Oberon is the outermost of these moons and is 960 miles in diameter. It is covered with craters, but several of these craters have dark floors where something, perhaps water, could have erupted from the heat of impacts. Several craters also have bright white ejecta indicating areas of fresh ice beneath the surface. A lonely mountain was seen along the limb of Oberon and is nearly four miles high! Titania is the next moon closer to Uranus and is also the largest of all the moons at 990 miles in diameter. This moon is covered with craters, but is also cut by rift valleys several hundred miles long indicating great geological activity in the past. Closer to Uranus is Umbriel at 740 miles in diameter. It is unusually dark compared to the other four moons and is also covered with craters. A single, bright ring near the limb might be an impact that uncovered fresh ice. Ariel is the next moon closer to Uranus and is 725 miles in diameter.
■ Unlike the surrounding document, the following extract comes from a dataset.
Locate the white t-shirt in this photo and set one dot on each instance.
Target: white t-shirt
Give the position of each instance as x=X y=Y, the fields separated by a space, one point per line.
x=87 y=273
It is covered with craters, scarps, and faults, but there are extensive areas where water or ice flows from the interior may have erupted within the valleys and resurfaced part of the moon by flooding the lowlands. The scarcity of craters on the flow features indicates that this is a younger event.

If there were a more bizarre moon, Miranda would be it. It turned out to be the real highlight of the Voyager 2 flyby with geology almost beyond explanation. It is only 292 miles in diameter and was thought to be too small for anything more than craters to be seen. It is the closest of the five main moons to Uranus at a distance of 80,000 miles. Voyager 2 flew within 17,500 miles of Miranda to reveal a world broken up with huge winding swaths of parallel fractures or grooves. There are three large areas called ovoids with one of them near the South Pole appearing like a bright V and nicknamed the “chevron”. These ovoids are either lighter or darker than the rest of the moon and have few craters. This indicates that they formed more recently. On Miranda resides the most dramatic cliff in the solar System, called Verona Rupes. The crust split and slumped at a 45º angle creating a cliff dozens of miles long and 12 miles high! The best theory as to what happened to Miranda is that it may have been shattered to pieces by a giant impact. Initially, Miranda differentiated where the darker heavier rock settled towards the core and the brighter, buoyant ice rose towards the top. Then the impact shattered the moon and through time it was able to reassemble itself into a jumbled moon of dark rock and bright ice pieces. It started to differentiate again, but there was not enough internal heat to complete the process. The result is a lumpy sphere with chunks of ice and rock barely squeezed into a sphere.

Recently, the Hubble Space Telescope has revealed an increase in Uranus’ spots and belts due to the changing seasons as its equator now points towards the Sun and it experiences more uniform heating. The bland haze lingers, but there is increasing detail and Uranus is starting to take on the appearance of Neptune. Much mystery remains and there is so much more that follow up mission could discover. The most logical mission would be an orbiter, probably called Herschel, which would deploy a probe into the atmosphere while the orbiter would investigate Uranus, its rings, and its moons for several years. Unfortunately no such mission is planned for the foreseeable future.

A hazy turquoise globe will shine through our telescopes this summer reminding us of the tranquil appearance of Uranus. Someday man’s robotic spacecraft will return to this frigid realm that we dare not consider boring and uncover more secrets than we can ever imagine.